町角のバリアフリーの意識

7) ユニバーサルデザイン・ドアの紹介

右アルカディア・ディオーナ(自閉装置付)       中央アルカディア・フォールド (手動)         

 某社の倉庫と駐車場を利用してちょっとした展示会がありました。

 この会社は機械工具や金物を主に、リフォーム関係や手すりなども精力的に取り扱っている会社であります。今回、開き戸や引き戸とは違った新開発のドアが展示されると聞いたので、どのようなドアか見学に行って来ました。

 上・下写真では、簡易的に枠組みをしておりますので斜めからのアプローチは車椅子ではできませんでしたけれども、できるだけこのドアの性能を知りたいと係りの人に手伝ってもらい、ドアの使い易さを検証してみました。

 まず、住宅空間と生活行動の無駄をなくす目的で開発された「アルカディア」ドアについてですが、開き戸のように戸幅半径分の開閉面積を必要としない、引き戸のように引き込み側を必要としないしレールがないというのがこのドアの特長であります。そして、ドアの前に立って、身体をさほど動かさなくても手や腕の動きだけでドアを開けることができるというのが最大の長所のようです。
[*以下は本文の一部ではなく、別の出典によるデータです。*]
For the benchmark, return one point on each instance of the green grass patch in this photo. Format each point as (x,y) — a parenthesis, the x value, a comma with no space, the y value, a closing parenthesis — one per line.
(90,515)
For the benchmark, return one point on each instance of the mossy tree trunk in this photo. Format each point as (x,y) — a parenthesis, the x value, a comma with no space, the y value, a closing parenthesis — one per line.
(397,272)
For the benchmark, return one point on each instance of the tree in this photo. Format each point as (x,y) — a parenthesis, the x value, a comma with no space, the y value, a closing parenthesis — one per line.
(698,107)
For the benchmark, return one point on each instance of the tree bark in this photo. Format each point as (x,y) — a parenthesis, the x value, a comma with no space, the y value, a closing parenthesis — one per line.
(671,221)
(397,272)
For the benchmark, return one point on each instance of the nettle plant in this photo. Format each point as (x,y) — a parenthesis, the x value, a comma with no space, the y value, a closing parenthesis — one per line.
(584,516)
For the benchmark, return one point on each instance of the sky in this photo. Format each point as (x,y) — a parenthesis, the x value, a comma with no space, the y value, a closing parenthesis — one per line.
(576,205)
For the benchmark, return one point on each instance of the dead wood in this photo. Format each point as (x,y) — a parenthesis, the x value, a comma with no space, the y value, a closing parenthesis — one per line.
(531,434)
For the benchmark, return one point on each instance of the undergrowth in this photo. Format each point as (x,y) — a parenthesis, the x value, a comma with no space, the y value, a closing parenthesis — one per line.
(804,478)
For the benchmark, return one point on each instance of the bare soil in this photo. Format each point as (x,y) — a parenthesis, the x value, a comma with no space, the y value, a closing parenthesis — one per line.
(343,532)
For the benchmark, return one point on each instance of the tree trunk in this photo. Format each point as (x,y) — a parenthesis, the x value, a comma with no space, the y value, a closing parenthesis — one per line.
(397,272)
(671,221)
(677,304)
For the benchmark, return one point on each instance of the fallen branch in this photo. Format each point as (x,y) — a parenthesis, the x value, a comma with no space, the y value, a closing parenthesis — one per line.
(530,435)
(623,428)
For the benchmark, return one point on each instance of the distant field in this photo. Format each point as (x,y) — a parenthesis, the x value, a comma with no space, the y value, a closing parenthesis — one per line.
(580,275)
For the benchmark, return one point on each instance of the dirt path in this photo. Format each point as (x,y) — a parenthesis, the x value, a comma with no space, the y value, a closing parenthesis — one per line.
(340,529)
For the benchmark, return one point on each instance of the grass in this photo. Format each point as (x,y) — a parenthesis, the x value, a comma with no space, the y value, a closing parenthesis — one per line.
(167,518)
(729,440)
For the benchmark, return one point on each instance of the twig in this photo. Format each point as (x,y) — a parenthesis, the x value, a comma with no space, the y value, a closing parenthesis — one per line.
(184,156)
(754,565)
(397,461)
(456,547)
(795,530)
 同じドアー軌道をするものについて、以前病院やホテルにてスチール製のもので体験したことはあるのですが、上・下写真のように木製ドアは初めてであります。スチール製のドアは動かし始めに少し力を必要とし重いと感じるのですが、アルカディアは軽く引くだけなので力の弱い人に適していると思います。そして、脳血管障害で半身麻痺の方については、利き手で開けれるように取り付けを右又は左に変更して設置することが可能なようです。

 上写真のアルカディア「ディオーナ」と「フォールド」は1:2の折れ戸タイプで、「ディオーナ」の有効幅員は960mm、「フォールド」の有効幅員は1000mm、下写真の「シングル」は1枚戸で有効幅員は720mmですが、車椅子での有効幅員もとれる幅広のものもあるようです。
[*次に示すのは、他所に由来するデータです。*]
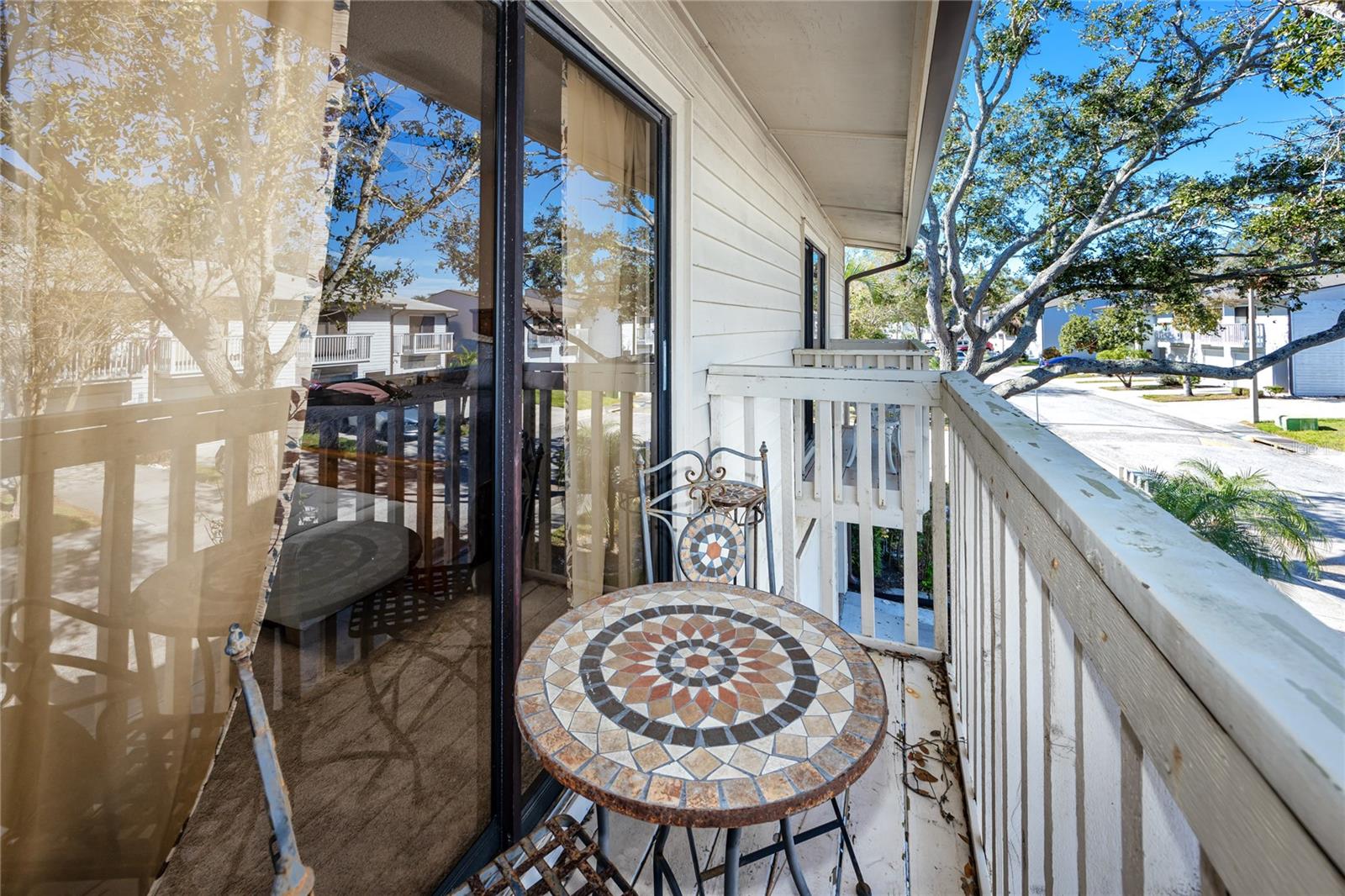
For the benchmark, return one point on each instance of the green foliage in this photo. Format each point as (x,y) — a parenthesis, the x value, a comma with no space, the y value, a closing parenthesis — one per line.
(1064,187)
(1122,327)
(1122,354)
(1255,522)
(1079,334)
 健常者や脳血管障害による半身麻痺の方については、このドアのドアー軌道に慣れれば使い易いのではと思っております。

 車椅子利用者については、ドアノブを持って開け始めの時は車椅子をドアに近づけ、下写真のようにドアの半開時には、車椅子を後ろに移動させねばなりません。自走式車椅子で一人でこのドアの開閉をする場合は、車椅子操作に慣れていなければならないでしょう。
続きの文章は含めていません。